"To Louise, the city's erotic smorgasbord was the most pervasive and intriguing attribute of 1928 Berlin, 'where the ruling class publicly flaunted its pleasures as a symbol of wealth and power.' No account of the city's sexuality at that time is better than her own:
Sex was the business of the town. At the Eden Hotel, where I lived, the cafe bar was lined with the higher-priced trollops. The economy girls walked the street outside...Collective lust roared unashamed at the theatre.
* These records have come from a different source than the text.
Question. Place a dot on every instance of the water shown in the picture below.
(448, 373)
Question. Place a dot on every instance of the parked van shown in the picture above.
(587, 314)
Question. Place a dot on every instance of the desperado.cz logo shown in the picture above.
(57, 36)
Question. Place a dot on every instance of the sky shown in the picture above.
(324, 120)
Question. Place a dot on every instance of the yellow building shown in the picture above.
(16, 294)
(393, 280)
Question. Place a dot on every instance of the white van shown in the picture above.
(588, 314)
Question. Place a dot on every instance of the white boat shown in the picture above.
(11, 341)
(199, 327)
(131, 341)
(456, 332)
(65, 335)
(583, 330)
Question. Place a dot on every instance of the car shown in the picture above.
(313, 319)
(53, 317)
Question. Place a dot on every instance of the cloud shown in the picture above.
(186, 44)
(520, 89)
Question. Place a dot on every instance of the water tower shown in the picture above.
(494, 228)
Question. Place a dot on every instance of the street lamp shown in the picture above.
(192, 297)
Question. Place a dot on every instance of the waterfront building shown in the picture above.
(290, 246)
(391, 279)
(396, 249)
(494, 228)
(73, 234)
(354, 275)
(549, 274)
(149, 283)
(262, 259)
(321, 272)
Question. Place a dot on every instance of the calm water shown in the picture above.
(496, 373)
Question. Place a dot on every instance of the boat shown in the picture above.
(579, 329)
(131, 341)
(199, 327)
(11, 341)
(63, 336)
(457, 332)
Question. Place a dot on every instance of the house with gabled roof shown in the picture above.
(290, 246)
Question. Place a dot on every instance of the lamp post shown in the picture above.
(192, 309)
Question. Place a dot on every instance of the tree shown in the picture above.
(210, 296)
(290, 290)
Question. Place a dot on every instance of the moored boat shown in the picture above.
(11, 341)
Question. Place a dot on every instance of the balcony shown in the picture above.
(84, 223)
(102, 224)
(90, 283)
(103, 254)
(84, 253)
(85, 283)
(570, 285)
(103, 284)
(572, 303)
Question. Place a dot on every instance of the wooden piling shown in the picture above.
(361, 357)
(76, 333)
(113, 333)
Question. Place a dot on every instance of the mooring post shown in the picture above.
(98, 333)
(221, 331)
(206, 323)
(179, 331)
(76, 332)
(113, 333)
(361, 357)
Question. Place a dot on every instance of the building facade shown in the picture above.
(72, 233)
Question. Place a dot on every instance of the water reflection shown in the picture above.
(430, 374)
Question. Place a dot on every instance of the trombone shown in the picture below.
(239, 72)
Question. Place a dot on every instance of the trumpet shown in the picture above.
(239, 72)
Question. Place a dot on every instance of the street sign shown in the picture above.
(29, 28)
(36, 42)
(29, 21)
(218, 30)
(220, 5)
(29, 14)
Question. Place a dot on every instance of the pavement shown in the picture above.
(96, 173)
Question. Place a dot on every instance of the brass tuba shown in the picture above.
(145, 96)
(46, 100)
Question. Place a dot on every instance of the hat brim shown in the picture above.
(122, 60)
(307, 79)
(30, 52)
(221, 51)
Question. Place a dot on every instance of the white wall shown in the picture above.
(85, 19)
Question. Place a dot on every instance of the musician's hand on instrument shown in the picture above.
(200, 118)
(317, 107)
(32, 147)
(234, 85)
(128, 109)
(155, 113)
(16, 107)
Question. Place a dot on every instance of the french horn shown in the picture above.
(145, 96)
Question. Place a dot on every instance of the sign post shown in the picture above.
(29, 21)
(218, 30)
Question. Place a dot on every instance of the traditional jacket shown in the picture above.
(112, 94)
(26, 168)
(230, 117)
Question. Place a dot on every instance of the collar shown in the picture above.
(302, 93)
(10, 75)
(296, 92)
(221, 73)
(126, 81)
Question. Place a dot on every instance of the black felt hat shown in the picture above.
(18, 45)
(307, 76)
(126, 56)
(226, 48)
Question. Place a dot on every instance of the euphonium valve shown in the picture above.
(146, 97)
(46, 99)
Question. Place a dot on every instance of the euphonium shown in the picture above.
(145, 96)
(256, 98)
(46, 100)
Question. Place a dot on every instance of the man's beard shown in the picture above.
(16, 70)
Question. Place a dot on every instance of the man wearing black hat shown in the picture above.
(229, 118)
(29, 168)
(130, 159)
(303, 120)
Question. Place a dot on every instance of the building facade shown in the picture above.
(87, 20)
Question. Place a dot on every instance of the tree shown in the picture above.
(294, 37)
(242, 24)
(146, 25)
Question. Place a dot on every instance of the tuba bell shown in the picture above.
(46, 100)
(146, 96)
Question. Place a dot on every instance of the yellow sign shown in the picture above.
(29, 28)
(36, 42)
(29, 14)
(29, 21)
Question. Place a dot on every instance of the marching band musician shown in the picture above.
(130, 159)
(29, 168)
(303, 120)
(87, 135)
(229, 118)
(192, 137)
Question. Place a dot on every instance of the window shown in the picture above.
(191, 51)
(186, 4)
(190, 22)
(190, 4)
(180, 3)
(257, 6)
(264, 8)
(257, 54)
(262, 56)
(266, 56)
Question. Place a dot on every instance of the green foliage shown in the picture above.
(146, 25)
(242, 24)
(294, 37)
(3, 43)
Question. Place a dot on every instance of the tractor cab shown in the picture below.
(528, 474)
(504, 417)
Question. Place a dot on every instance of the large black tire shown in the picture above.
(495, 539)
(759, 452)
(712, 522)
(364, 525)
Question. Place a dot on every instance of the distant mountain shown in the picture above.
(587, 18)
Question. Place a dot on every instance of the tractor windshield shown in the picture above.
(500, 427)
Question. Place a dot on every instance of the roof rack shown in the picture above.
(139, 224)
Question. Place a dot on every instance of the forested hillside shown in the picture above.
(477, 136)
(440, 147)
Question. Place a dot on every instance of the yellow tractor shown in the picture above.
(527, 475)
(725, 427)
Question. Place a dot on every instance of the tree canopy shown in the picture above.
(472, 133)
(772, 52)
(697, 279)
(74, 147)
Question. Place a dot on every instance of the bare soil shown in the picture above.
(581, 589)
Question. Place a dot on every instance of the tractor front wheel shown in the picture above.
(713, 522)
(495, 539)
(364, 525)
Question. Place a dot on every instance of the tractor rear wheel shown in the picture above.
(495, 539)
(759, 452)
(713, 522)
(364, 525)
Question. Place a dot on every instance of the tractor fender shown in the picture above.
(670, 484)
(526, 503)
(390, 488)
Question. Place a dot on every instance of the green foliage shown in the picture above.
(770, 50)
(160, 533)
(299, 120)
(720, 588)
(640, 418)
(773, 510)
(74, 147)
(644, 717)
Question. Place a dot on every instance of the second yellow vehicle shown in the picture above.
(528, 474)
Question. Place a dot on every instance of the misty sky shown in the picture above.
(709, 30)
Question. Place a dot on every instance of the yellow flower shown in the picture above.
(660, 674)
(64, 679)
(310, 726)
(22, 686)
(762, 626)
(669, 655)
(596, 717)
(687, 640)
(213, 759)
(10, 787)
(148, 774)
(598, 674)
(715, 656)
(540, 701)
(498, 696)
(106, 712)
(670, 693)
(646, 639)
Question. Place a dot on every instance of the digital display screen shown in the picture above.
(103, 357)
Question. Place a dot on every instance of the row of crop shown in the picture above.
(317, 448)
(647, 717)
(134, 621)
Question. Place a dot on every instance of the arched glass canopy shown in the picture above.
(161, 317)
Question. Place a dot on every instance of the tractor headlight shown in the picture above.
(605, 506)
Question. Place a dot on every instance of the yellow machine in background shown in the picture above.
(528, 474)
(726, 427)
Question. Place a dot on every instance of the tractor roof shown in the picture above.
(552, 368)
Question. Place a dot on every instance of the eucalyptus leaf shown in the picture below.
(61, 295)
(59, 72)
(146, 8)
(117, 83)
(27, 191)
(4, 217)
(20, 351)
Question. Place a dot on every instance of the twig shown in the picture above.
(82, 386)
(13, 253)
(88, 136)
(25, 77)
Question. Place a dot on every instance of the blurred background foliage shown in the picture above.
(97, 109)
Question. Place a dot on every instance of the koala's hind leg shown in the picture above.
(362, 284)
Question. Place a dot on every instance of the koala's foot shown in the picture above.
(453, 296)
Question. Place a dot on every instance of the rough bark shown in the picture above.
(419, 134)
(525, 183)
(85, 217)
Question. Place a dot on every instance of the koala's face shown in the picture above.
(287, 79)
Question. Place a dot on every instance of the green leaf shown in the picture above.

In the revue Chocolate Kiddies, when Josephine Baker appeared naked except for a girdle of bananas, it was precisely as Lulu's stage entrance was described by Wedekind: 'They raged there as in a menagerie when the meat appears at the cage.'"
"Wedekind's controversial writing embraced Freud's thesis that civilisation is based on the suppression of the most basic human instinct: the erotic. He preached a 'revival of spiritual sensuality and bodily pleasure'--an unattainable freedom of the flesh that outraged late Victorian morality...Wedekind also practiced what he preached. He delighted in scandalising the fin-de-siecle bourgeoisie with his capes and extravagant Mephistophelian garb, and he kept company with avant garde artists and con-artists, prostitutes and petty criminials. He loved bordellos, opium dens, and particularly the circus."